Bharat Biotech's Covaxin, one of the two vaccines being administered as part of India's COVID-19 vaccine drive, is “well-tolerated, with no vaccine-related serious adverse events”, according to the results of phase 1 trial in 375 individuals published in the Lancet on Friday. The trial was a double-blind, multicentre, randomised, controlled one, and was conducted across 11 hospitals in India.
This trial to evaluate safety and immune response had been published as a pre-print in December, while the Lancet publication is a peer-reviewed one. The phase 1 trial was conducted on healthy adults between 18-55 years. “We report the interim findings from the phase 1 clinical trial of BBV152, a whole-virion inactivated SARS-CoV-2 vaccine. The vaccine was well tolerated in all dose groups with no vaccine-related serious adverse events,” the Lancet article reads.
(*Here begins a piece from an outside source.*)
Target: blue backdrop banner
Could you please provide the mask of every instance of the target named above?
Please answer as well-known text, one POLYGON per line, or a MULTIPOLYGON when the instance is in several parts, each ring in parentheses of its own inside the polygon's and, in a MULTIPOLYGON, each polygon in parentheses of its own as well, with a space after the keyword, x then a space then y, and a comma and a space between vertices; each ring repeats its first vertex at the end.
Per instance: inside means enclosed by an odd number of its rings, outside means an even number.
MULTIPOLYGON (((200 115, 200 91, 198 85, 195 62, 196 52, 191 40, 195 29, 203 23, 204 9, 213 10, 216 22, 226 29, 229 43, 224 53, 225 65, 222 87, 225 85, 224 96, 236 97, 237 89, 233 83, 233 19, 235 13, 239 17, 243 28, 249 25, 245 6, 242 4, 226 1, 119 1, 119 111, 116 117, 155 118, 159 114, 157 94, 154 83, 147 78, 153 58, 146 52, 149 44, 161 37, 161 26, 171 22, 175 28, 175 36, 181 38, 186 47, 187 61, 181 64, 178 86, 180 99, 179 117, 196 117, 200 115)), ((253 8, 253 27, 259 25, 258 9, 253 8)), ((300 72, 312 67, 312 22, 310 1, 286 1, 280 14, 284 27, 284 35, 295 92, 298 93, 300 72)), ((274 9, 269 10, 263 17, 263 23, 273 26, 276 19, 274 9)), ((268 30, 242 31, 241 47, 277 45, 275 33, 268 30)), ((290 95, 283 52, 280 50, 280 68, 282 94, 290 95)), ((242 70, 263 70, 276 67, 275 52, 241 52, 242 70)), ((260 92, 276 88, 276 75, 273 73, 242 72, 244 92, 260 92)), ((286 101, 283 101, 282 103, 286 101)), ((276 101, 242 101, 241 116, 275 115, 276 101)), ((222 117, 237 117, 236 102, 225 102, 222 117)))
The results indicate that the vaccine produced both “humoral and cell-mediated responses”, and the most common adverse event was “pain at the injection site, followed by headache, fatigue, and fever.” “The overall incidence of solicited local and systemic adverse events in this study was 14–21 per cent in all vaccine-treated groups, which is noticeably lower than the rates for other SARS-CoV-2 vaccine platform candidates, and similar to the rates for other inactivated SARS-CoV-2 vaccine candidates,” the article reads. BBV152 induced binding and neutralising antibody responses that were similar to those induced by other SARS-CoV-2 inactivated vaccine candidates, the results suggest. In Phase 1 trials that were conducted in July last year, the vaccination was given two weeks apart; in phase 2 trials (380 volunteers), it was given four weeks apart, which is the routine schedule in which the vaccination is being administered currently.
Phase 3 trials for Covaxin are ongoing—25,000 participants have been recruited, of which, 13,000 have been given both doses of the vaccination, according to Bharat Biotech. “This [Lancet] is the first clinical trial publication on a COVID-19 vaccine from India,” the company has said.
While phase 1 and 2 trials are done on smaller numbers, phase 3 trials are done on larger numbers of people to evaluate the efficacy of the vaccine. In the case of Bharat Biotech, even as results of phase 3 trials are awaited, the vaccine is being administered in an open label, “clinical trial mode”, where the vaccinees are to be followed up “actively” as opposed to “passive” follow-up, according to Rajesh Bhushan, Union health secretary. In the case of a passive follow-up, which would be the route taken in Serum Institute's Covishield, Bhushan said that the onus would be on the vaccinee to report any adverse event. In active case, however, each vaccinee would be followed up via phone calls by the vaccinators to check on their status, he said.